Sunday is Potiskum’s market day and attracts traders and shoppers from all over Yobe State and beyond.
Another witness, Badaru Isa, said security operatives had taken over the site, which had been deserted.
“No-one can say how many people were affected by the blasts because everybody fled the area following the explosions,” he added.
Panicked
shoppers fled and traders abandoned their stalls at both the mobile
phone market and the city’s main market, which is just next door.
On
Saturday, a car exploded outside a nearby police station in the city,
killing the driver and a policeman.

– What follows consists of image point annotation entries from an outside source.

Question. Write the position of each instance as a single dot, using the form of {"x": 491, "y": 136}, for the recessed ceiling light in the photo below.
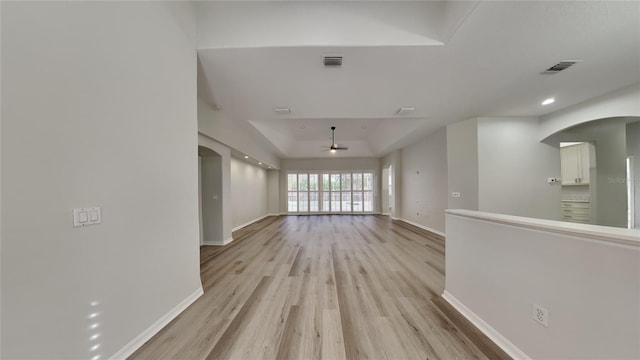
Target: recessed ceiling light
{"x": 405, "y": 111}
{"x": 282, "y": 111}
{"x": 548, "y": 101}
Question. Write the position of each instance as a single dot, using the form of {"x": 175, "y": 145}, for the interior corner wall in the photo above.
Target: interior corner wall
{"x": 248, "y": 193}
{"x": 88, "y": 120}
{"x": 462, "y": 164}
{"x": 633, "y": 149}
{"x": 424, "y": 181}
{"x": 217, "y": 126}
{"x": 513, "y": 166}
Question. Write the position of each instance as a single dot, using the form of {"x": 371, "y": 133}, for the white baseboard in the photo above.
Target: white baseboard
{"x": 422, "y": 227}
{"x": 147, "y": 334}
{"x": 218, "y": 243}
{"x": 502, "y": 342}
{"x": 251, "y": 222}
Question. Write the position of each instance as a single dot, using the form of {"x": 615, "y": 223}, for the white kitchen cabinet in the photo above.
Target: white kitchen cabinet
{"x": 576, "y": 163}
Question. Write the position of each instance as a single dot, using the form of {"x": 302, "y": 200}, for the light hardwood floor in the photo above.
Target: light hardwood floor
{"x": 322, "y": 287}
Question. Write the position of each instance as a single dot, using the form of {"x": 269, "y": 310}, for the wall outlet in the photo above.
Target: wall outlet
{"x": 540, "y": 315}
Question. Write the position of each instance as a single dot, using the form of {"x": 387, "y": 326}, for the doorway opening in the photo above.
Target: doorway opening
{"x": 210, "y": 196}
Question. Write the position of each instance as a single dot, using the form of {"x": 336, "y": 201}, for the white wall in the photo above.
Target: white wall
{"x": 462, "y": 164}
{"x": 513, "y": 168}
{"x": 273, "y": 191}
{"x": 217, "y": 126}
{"x": 394, "y": 160}
{"x": 330, "y": 164}
{"x": 622, "y": 102}
{"x": 633, "y": 149}
{"x": 589, "y": 284}
{"x": 424, "y": 181}
{"x": 88, "y": 119}
{"x": 248, "y": 193}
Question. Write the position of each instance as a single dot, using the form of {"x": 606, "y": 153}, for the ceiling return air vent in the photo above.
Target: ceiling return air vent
{"x": 562, "y": 65}
{"x": 333, "y": 60}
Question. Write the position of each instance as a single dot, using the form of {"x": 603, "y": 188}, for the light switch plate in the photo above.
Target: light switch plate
{"x": 87, "y": 216}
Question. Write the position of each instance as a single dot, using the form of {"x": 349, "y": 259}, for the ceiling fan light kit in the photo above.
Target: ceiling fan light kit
{"x": 335, "y": 147}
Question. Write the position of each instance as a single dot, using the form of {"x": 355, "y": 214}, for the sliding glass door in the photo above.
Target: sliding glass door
{"x": 330, "y": 192}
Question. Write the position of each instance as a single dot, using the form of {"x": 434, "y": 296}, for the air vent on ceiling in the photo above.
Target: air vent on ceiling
{"x": 562, "y": 65}
{"x": 333, "y": 60}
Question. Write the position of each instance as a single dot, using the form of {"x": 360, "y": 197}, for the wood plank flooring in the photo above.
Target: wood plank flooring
{"x": 322, "y": 287}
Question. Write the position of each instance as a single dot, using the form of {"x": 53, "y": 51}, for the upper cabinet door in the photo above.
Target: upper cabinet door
{"x": 569, "y": 165}
{"x": 576, "y": 163}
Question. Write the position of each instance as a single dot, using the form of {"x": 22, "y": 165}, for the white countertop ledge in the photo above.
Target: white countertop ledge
{"x": 597, "y": 232}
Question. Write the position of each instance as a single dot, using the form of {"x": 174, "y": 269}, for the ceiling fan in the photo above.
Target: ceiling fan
{"x": 335, "y": 147}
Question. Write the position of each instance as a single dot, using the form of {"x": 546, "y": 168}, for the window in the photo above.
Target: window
{"x": 330, "y": 192}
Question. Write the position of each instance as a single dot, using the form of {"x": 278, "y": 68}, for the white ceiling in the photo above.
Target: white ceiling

The vehicle was being escorted to
the facility after being stopped earlier at a checkpoint.
Hours
before that incident, at least 19 people were killed when a female
suicide bomber, thought to be aged just 10, exploded outside a market in
Maiduguri, the state capital of neighbouring Borno.
Boko Haram
were suspected of instigating the Maiduguri attack, as it has
increasingly used female suicide bombers in its violent campaign for a
hardline Islamic state in northeast Nigeria.
Car bombings and
explosions caused by devices left in crowded places have also been
hallmarks of its bloody, six-year insurgency.
In November last
year, a female suicide bomber killed 12 people in an attack on another
mobile phone market in the town of Azare, in nearby Bauchi state.
Potiskum,
the commercial capital of Yobe, has seen a spate of attacks by the
Sunni Islam radicals, including one against a Shia procession last
November which killed 15.
A week after that attack, at least 58 people were killed when a suicide bomber blew himself up a city secondary school.